Pubblicato da: Vito Nicola CICCHETTI | 12 gennaio 2012

BOZZA D.L. LIBERALIZZAZIONI. OUA PROPOSTE INACCETTABILI

LIBERALIZZAZIONI, PER L’OUA INACCETTABILI LE PREVISIONI DELLA BOZZA DI DECRETO SULLE TARIFFE MINIME E IL TIROCINIO: SALTA LA QUALITÀ E CON ESSA LA TUTELA DEI CITTADINI! 
 
DURA CRITICA ANCHE SUL DECRETO LEGISLATIVO
CHE SOPPRIME CENTINAIA DI SEDI DI GIUDICI DI PACE:
NEI GRANDI TRIBUNALI GIÀ IN AFFANNO SARÀ IL CAOS
 
MAURIZIO DE TILLA: “COSÌ NON CI SONO ALTERNATIVE: GLI AVVOCATI SARANNO COSTRETTI A DURE MANIFESTAZIONI DI PROTESTA. LUNGO L’ELENCO DI INIZIATIVE ”
 
L’Organismo Unitario dell’Avvocatura (Oua) contesta duramente la bozza di decreto sulle liberalizzazioni in circolazione in queste ore, così come la decisione di sopprimere centinaia di sedi dei giudici di pace. Per Maurizio de Tilla, presidente Oua: «Si stroncano ancora una volta in modo inadeguato e irrazionale le tariffe professionali (nell’art.7), salta così ogni riferimento alla qualità e alla tutela del cittadino. Rimane in piedi solo l’equità a regolare la durata del compenso della prestazione dell’ avvocato che difende un cittadino. Si apre alla giungla della falsa competitività e dei ribassi sul lavoro del professionista. Parallelamente si depotenzia l’importanza del tirocinio (art.9), ridotto nel tempo e, ora, tutto interno al percorso universitario. La logica meritocratica viene sostituita da quella del “tutto e subito”».

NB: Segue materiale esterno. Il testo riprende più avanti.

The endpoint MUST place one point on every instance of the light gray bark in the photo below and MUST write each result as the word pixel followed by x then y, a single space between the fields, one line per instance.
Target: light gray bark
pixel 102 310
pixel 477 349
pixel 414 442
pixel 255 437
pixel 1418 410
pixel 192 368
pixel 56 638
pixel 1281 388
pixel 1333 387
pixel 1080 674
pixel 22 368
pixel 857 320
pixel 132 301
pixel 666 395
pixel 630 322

«Inaccettabile – continua il presidente Oua – infine l’attuazione del decreto legislativo sui giudici di pace e la conseguente soppressione di centinaia di sedi senza alcun criterio di ricaduta sul territorio. Sarà il caos, il contenzioso in assenza di una valida alternativa ricadrà sui grandi tribunali, molti dei quali già ora intasati per mancanza di mezzi e risorse».
«Per tutte questa ragioni – conclude de Tilla – l’Oua metterà in campo unitariamente con tutta le rappresentanze istituzionali, ordinistiche e associative della professione forense un fitto calendario di iniziative in tutto il Paese (di seguito l’elenco). Il prossimo appuntamento l’assemblea nazionale del prossimo 20 gennaio a Roma che si raccorda con l’incontro fissato dal Cnf per il 14 gennaio. Vista la situazione, lo sciopero è ormai più che una mera ipotesi, ma una dolorosa necessità».
 
LE INIZIATIVE CHE L’OUA INDICA AGLI AVVOCATI:
1. Manifestazioni davanti a Palazzo Chigi, Camera dei Deputati e Senato;
2. Occupazione “simbolica” degli uffici giudiziari con manifestazioni territoriali e conferenze stampa in cento uffici giudiziari in due giorni da fissare per l’8 e il 9 febbraio 2012.
3. Astensione dalle udienze negli stessi giorni.
4. Incontri locali e nazionali con i Parlamentari negli stessi giorni delle manifestazioni.
5. Acquisto di pagine dei giornali e presenze in televisioni nelle stesse giornate.
6. Invito ai giudici onorari di aderire a tutte le nostre manifestazioni.
7. 5.000 manifesti e un milione di volantini da affiggere e distribuire fuori e dentro i Tribunali.
8. Invio di un milione di fax e telegrammi di protesta al Presidente del Consiglio, ai Presidenti del Senato e della Camera dei Deputati, al Ministro della Giustizia.
9. Un’ora di incontri – tutti i giorni – con i cittadini e con le istituzioni territoriali in sedi pubbliche e private.
10. Costituzione di task force di avvocati in ogni ufficio giudiziario per sostenere e illustrare le nostre iniziative.
11. Convocazione immediata del Congresso Straordinario dell’Avvocatura.